005394974.jpgCoupDeCoeur2016.pngDe Florence Aubry, je n'avais lu jusqu'alors que Le royaume des cercueils suspendus, l'un de mes coups de cœur de 2014.
Ici, on la retrouve dans un tout autre genre, puisqu'il s'agit d'une fiction basée sur une histoire vraie. En fin d'ouvrage, l'auteur explique qu'après avoir regardé un reportage sur une orque en captivité, elle a été bouleversée a eu envie d'écrire sur la souffrance des animaux en captivité, en particulier des animaux marins qui sont utilisés comme vedettes dans des parcs d'attraction. 

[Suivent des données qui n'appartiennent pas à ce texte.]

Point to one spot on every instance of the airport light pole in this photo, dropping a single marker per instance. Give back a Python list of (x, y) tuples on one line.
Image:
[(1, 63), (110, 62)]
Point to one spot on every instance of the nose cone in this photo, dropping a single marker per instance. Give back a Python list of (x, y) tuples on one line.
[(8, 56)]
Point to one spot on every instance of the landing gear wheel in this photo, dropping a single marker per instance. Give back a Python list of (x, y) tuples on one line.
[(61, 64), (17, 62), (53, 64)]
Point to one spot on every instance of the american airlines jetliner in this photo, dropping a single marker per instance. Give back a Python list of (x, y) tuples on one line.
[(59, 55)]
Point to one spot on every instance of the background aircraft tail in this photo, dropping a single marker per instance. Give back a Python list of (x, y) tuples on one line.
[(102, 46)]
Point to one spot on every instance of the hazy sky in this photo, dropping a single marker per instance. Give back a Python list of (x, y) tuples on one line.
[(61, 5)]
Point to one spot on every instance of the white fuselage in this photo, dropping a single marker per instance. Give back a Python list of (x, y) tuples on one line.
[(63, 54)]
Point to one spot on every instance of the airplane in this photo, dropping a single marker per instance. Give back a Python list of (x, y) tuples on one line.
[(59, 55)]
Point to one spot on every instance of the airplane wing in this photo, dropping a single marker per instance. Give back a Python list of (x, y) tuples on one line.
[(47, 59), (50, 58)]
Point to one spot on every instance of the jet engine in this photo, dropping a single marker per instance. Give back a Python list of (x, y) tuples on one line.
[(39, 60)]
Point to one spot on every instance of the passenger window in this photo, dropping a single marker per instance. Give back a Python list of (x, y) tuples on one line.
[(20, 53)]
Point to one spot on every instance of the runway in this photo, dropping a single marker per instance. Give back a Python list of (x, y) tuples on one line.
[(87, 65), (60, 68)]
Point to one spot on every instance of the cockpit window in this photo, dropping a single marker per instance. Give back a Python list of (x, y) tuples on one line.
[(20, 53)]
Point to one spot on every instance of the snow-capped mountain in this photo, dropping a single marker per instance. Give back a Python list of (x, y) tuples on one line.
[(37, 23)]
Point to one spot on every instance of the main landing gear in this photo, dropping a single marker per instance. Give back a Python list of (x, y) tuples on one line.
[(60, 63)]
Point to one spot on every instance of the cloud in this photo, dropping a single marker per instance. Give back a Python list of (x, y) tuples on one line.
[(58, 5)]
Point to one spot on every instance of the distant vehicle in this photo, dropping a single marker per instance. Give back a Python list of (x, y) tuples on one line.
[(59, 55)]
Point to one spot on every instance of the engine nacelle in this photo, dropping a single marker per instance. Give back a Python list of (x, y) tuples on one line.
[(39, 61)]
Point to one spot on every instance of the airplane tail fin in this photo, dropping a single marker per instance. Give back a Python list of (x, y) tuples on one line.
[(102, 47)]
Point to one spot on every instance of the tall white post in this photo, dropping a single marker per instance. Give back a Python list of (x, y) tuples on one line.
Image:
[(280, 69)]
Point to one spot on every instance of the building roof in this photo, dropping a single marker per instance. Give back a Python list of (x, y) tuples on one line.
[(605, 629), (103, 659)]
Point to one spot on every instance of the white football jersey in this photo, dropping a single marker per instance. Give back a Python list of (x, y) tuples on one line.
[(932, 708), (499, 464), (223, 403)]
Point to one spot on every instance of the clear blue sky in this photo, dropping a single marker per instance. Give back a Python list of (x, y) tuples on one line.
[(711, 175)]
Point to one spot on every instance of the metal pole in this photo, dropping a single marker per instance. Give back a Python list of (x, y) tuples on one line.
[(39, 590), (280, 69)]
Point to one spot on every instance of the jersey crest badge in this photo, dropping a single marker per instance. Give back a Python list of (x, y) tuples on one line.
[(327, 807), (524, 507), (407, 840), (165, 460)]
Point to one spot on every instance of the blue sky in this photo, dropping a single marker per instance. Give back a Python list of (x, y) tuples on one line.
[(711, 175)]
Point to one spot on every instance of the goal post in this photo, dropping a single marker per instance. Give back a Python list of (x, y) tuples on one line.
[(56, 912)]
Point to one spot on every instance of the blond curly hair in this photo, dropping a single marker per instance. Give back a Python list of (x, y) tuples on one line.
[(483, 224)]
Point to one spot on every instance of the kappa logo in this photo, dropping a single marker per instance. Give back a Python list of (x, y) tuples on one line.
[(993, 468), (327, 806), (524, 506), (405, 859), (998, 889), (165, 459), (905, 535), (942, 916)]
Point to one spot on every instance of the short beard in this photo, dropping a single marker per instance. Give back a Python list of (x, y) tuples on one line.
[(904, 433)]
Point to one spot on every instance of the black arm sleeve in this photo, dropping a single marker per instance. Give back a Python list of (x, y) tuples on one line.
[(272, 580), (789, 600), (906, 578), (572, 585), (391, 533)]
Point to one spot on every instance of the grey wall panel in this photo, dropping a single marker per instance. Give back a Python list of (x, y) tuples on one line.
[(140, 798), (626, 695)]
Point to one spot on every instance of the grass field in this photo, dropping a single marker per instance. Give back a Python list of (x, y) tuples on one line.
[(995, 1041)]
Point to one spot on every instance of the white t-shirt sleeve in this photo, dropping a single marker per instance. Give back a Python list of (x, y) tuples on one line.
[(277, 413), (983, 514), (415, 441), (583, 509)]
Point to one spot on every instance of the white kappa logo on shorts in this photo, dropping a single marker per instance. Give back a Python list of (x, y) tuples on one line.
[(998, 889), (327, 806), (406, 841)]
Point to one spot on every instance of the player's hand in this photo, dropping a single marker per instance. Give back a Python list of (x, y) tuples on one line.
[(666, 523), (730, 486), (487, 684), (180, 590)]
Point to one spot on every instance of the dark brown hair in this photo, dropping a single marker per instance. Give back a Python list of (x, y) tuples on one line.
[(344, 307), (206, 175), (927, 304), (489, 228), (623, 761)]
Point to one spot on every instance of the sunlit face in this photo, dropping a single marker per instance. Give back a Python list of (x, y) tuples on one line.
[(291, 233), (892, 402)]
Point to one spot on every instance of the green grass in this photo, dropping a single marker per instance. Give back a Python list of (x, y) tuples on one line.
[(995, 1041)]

Titan est une orque qui a été pêchée et placée dans un parc aquatique très jeune, c'est un mâle aux dimensions imposantes qui a la particularité d'être intégralement noir.
Elfie, à peine le bac en poche, va trouver un emploi de caissière dans un parc aquatique proche de chez elle. Ce qui au départ, ne devait être qu'un job d'été, va se transformer en emploi stable. Rapidement, Elfie va passer du simple statut de caissière aux entrées à celui de dresseuse d'orque. Elle est bonne nageuse et sportive, cela suffit au directeur du parc pour lui proposer cette promotion. 
Tandis que nous découvrons à travers les yeux d'Elfie l'apprentissage de son métier si particulier, une autre voix s'intercale dans la narration, celle d'une personne qui nous présente l'envers du décor. Matériellement parlant, les pages du livre changent de couleur en même temps que le récit change de narrateur. Blanc pour Elfie, noir pour le narrateur anonyme.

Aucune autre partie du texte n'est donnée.